Clinton joins US chorus of condemnation over Pfizer's Irish move

US Democratic presidential candidate Hillary Clinton. Photo: Reuters

Kevin Drawbaugh and Emily Stephenson

US presidential hopefuls have lined up to slam drug giant Pfizer's planned move to become tax resident in Ireland.

Democrats heaped the most criticism on the New York-based drugmaker, with Hillary Clinton accusing Pfizer of using legal loopholes to avoid its "fair share" of taxes in a deal that she said "will leave US taxpayers holding the bag."

Pfizer will shift its global headquarters to Ireland, for tax purposes, following a deal to merge with smaller Dublin-based rival Allergan in a transaction that is expected to close next year.

US politicians have condemned the deal, which means Pfizer's global profits will potentially be liable for tax at Ireland's 12.5pc rate (see box) instead of the 35pc levied in the US.

The White House declined to comment on Pfizer's deal, but a spokesman for US President Barak Obama said Congress should take action to prevent more such transactions.

Ms Clinton, front-runner for the Democratic presidential nomination in the November 2016 election, said she will propose steps to prevent more inversions, but she did not provide details.
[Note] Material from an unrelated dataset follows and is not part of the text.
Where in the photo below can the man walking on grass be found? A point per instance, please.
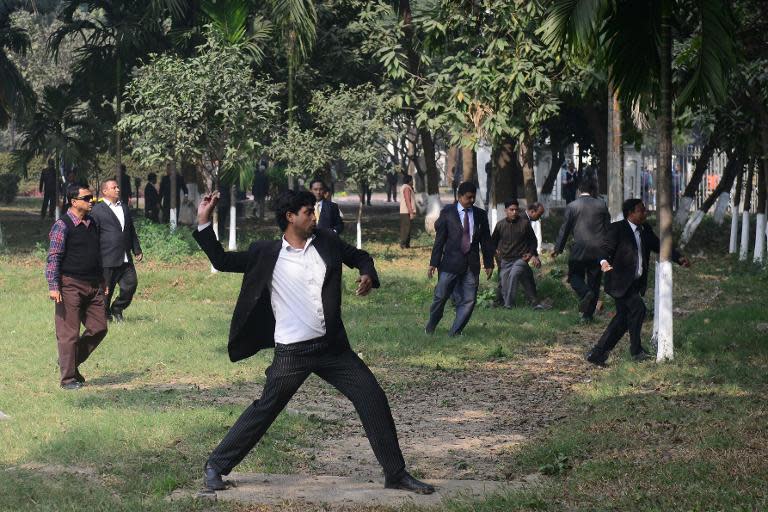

"We cannot delay in cracking down on inversions that erode our tax base," said the ex-US secretary of state and former New York senator in a statement. Republican front-runner Donald Trump, who has called for a corporate tax overhaul, called the deal "disgusting" in a statement, saying "our politicians should be ashamed".

Pfizer is doing the largest so called tax inversion deal of all time. In a $160bn transaction, it plans to move its tax address from the United States to Ireland, if only on paper, by buying and merging into Allergan, a smaller, Irish-based competitor. The combined company will be called Pfizer and will be run by Pfizer's chief executive, with executive management staying in New York and extensive operations across the United States, but it will no longer be taxed as a US company.

More than 50 similar deals have been done over three decades by well-known companies such as Medtronic, Fruit of the Loom and Ingersoll-Rand.

Congressional researchers have estimated inversions, left unchecked, will cost the US Treasury nearly $20bn in the next 10 years.